Apologies for the late reply. It seems to me that when an area is spread with adhesive, using a notched trowel or half-moon, it is possible to leave a void under the edge of the tile. If, for instance, you comb vertically, and the "furrow" in the adhesive co-incides with the intersection of two holes, there may be a deeper trough between the positioned tiles. The adhesive will "go off", and when you come to apply grout, it will fill the gap between the tiles (or extra-deep for whatever reason trough). The tile won't absorm moisture from the grout, but the grout and substrate are likely to, so "suction" dries out the grout from the bottom towards the surface, and as the grout dries it shrinks, leaving a "V" and possibly pin-holing as the disturbance through shrinkage affects any air bubbles.
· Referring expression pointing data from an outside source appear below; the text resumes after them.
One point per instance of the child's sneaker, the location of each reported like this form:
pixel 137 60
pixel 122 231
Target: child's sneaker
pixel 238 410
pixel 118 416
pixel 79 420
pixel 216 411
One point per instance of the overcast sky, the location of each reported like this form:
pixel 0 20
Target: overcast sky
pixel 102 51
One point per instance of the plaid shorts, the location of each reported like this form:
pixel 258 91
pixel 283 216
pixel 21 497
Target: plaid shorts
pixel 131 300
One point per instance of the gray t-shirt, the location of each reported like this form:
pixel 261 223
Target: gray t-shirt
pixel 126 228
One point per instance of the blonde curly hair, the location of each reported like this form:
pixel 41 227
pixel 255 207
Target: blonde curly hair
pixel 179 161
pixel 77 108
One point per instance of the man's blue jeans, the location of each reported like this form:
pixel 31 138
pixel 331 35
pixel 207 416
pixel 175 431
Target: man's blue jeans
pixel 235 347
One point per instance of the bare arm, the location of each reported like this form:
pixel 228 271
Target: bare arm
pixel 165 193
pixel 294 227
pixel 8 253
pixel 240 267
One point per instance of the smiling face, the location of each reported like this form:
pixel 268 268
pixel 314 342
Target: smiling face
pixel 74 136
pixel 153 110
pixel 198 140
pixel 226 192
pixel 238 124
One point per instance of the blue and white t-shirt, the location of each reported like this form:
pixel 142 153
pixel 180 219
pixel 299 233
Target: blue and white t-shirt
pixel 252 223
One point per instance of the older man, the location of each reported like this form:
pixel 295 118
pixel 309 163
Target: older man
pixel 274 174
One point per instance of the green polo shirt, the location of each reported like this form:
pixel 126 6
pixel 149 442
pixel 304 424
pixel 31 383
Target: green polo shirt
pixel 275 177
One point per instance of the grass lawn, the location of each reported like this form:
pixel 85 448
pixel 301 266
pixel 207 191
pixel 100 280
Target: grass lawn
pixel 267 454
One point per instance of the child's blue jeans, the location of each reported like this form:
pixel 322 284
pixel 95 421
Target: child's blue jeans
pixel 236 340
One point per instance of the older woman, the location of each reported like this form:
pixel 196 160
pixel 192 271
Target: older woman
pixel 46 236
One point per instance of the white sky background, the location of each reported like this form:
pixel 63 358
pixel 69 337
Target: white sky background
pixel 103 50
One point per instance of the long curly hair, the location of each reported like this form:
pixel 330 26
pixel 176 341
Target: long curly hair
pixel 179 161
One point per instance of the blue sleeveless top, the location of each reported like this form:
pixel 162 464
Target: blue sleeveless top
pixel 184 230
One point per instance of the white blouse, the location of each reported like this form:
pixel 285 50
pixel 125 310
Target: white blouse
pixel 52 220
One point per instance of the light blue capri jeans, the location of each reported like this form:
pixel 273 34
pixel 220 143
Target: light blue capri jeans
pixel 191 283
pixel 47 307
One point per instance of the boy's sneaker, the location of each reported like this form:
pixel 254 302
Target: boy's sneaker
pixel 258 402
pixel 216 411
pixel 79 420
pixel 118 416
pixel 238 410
Sounds good, anyway!

If it's clean, I don't see why not. It might be an idea to damp down (not excessively!) before grouting, too, but I've never tried it.
I tend to treat the surface if absorbent, apply grout, comb, press on tiles firmly (*beware* cheap "picture" tiles craze *very* easily) using spacers stuck in point first along the joins, not pressed betewwn the intersections, this means you use more spacers BUT control is far better and you don't lose spacers behind the tiles which can lead to problems), remove any excess grout squeezed from between tiles using a damp sponge, remove grout from the finish-for-the-day end of tiling area with a scraper, let grout dry overnight, remove spacers, squeegee in grout, and then using a *new* FLAT almost-dry fine textured sponge, gently wipe off surface grout with sweeping movements of the sponge (washing and wringing the sponge as dry as possible when needed). The movement of the sponge "drags" out the grout lines to the correct profile. Don't press hard" The tiles should look clean when this has been done, but will dry with a dusty, foggy look, which can be polished off with a clean fine cotton rag to finish. Very quick. Very good results. No sore fingers! Practice!